When World War Two began, Europe had been the center of world power for over four centuries. The British navy, the French army and the German air force were acknowledged as the most powerful military forces on earth. When the war was over, the United States navy and air force, and the Soviet Russian army were the most powerful military forces. The power shift to the United States and the Soviet Union would define world power politics for the next 45 years. Slightly less obvious, was that the war broke European domination of China and India, leaving those countries free to begin the arduous process of nation building that would lead these countries to be significant powers in the 21st Century. The huge Nazi effort, and to a lesser extent the Soviet effort, to commit genocide against the Jews greatly added to the impetus to create a Jewish state in Palestine. The creation of Israel has been a more or less constant source of hostility between Muslim and Jews and their United States ally.

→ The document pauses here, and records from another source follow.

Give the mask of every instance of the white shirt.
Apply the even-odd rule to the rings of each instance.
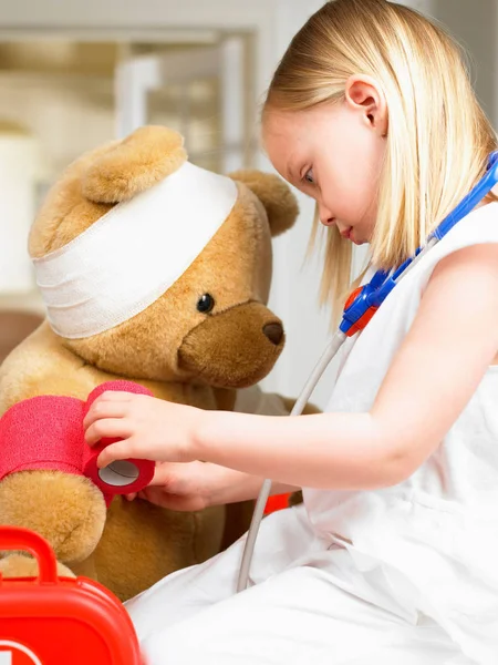
[[[483,243],[498,243],[498,203],[459,222],[347,344],[328,411],[371,409],[436,264]],[[498,663],[498,367],[406,481],[303,494],[315,530],[341,542],[363,573],[375,570],[407,614],[433,617],[478,663]]]

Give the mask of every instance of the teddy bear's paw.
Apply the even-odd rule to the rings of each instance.
[[[3,577],[38,577],[38,562],[24,554],[10,554],[0,559],[0,575]],[[68,566],[58,561],[59,577],[74,577]]]
[[[21,471],[0,483],[0,524],[35,531],[61,561],[87,559],[105,525],[102,492],[87,479],[59,471]]]

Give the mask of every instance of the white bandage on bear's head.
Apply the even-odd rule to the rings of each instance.
[[[186,162],[64,247],[33,259],[53,330],[91,337],[146,309],[199,256],[237,194],[229,177]]]

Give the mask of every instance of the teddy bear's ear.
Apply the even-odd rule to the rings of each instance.
[[[290,228],[298,218],[295,196],[281,177],[272,173],[246,170],[230,173],[230,177],[247,185],[261,201],[267,211],[272,236]]]
[[[127,201],[174,173],[187,160],[184,140],[162,126],[144,126],[114,143],[90,164],[82,178],[85,198]]]

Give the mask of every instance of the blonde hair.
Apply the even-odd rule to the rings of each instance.
[[[388,269],[483,176],[497,137],[458,45],[418,12],[386,0],[331,0],[313,14],[273,75],[263,117],[271,109],[339,102],[354,74],[375,79],[388,109],[371,241],[372,263]],[[335,227],[325,233],[321,300],[338,304],[351,283],[351,243]],[[312,242],[315,235],[317,221]]]

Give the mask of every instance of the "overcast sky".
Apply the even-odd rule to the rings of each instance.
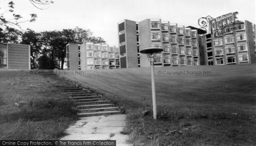
[[[148,18],[161,19],[180,25],[198,27],[200,17],[210,15],[215,18],[238,11],[239,20],[255,24],[255,0],[53,1],[49,8],[41,10],[28,0],[14,0],[17,14],[24,17],[31,13],[38,14],[35,22],[23,24],[23,28],[41,31],[78,26],[90,29],[95,36],[101,36],[108,44],[118,46],[117,23],[124,19],[140,22]]]

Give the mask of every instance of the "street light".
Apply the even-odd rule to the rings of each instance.
[[[152,101],[153,102],[153,117],[154,119],[157,119],[157,104],[156,102],[156,91],[154,85],[154,62],[157,53],[161,52],[163,50],[161,48],[151,47],[142,49],[140,53],[147,54],[148,59],[151,66],[151,84],[152,85]]]

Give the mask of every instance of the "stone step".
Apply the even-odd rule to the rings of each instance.
[[[88,117],[97,115],[106,115],[121,114],[122,114],[122,112],[119,110],[113,110],[111,111],[102,111],[93,112],[80,112],[79,113],[78,115],[80,117]]]
[[[76,86],[75,86],[75,85],[73,85],[73,84],[72,84],[72,85],[53,85],[52,86],[54,87],[61,87],[61,88],[62,87],[73,87],[73,88],[74,88],[74,87],[76,87]]]
[[[71,97],[81,97],[81,96],[90,96],[97,95],[96,93],[88,93],[88,94],[71,94],[70,96]]]
[[[84,110],[79,110],[80,112],[95,112],[102,111],[110,111],[113,110],[118,110],[117,107],[101,107],[94,109],[88,109]]]
[[[87,105],[95,105],[100,104],[108,104],[110,102],[109,101],[105,100],[103,101],[96,101],[90,102],[76,102],[76,104],[77,106]]]
[[[75,90],[75,91],[78,91],[78,90]],[[78,91],[79,91],[79,90],[78,90]],[[76,94],[96,94],[91,92],[87,92],[85,90],[81,90],[81,91],[80,91],[80,92],[65,92],[65,93],[67,93],[67,94],[70,94],[71,95],[76,95]]]
[[[79,96],[79,97],[70,97],[70,98],[73,100],[80,100],[92,98],[100,98],[102,97],[101,96]]]
[[[81,90],[83,88],[79,88],[78,87],[63,87],[60,90],[62,91],[70,91],[70,90]]]
[[[102,107],[114,107],[115,105],[113,104],[100,104],[93,105],[81,105],[77,106],[77,110],[84,110],[88,109],[93,109]]]
[[[75,100],[75,102],[76,102],[76,103],[83,103],[83,102],[93,102],[93,101],[106,101],[105,98],[97,98],[76,99]]]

Domestically, World War Two fostered dramatic changes by putting an end to the Great Depression, by placing women into the work force on a massive scale, and by beginning the process of racially integrating the armed forces. The technological changes were just as far reaching as the political and social changes. Nearly everywhere the improved air forces were decisive. On land, the combatant with the dominate fighter plane force allowed their dive bombers to wreck havoc on enemy strong points, communications, supplies and reinforcements. This in turn, allowed self propelled fighting vehicles and mechanized infantry to practice Blitzkrieg style penetrating and encircling mobile warfare, often against superior land forces. At sea, surprise attacks on battleships moored at Taranto and Pearl Harbor by aircraft resulted in devastating battleship loses, and repeatedly battleships caught in the open sea without adequate aircraft protection were badly damaged or destroyed by enemy aircraft. In antisubmarine warfare the use of convoys helped, but was still less than satisfactory. Only with the addition of long range land based patrol aircraft, coupled with carrier based aircraft were the odds strongly tilted against the submarine. Only in the area of strategic bombing were results, although highly destructive, less than clearly decisive. And with the advent of nuclear bombs delivered by strategic bombers in the closing days of the war, the question became moot. World War Two saw the introduction of radar and electronic warfare, sonar, hand held antitank weapons, the jet engine, the cruise missile, and the smart bomb. The war also saw the first wide spread use of antibiotics, blood plasma, synthetic insecticides and two-way radios in warfare. And finally, World War Two saw the creation of the V-2 rocket, the first vehicle capable of reaching outer space, and when coupled with nuclear weapons, the first weapons system likely to destroy the human race.
In very large measure, studying World War Two explains how our human world came to be so different from the first three decades of the 20th Century, and how the United States in particular, shed the belief that the Atlantic and Pacific oceans could insulate that country from the negative effects of world affairs.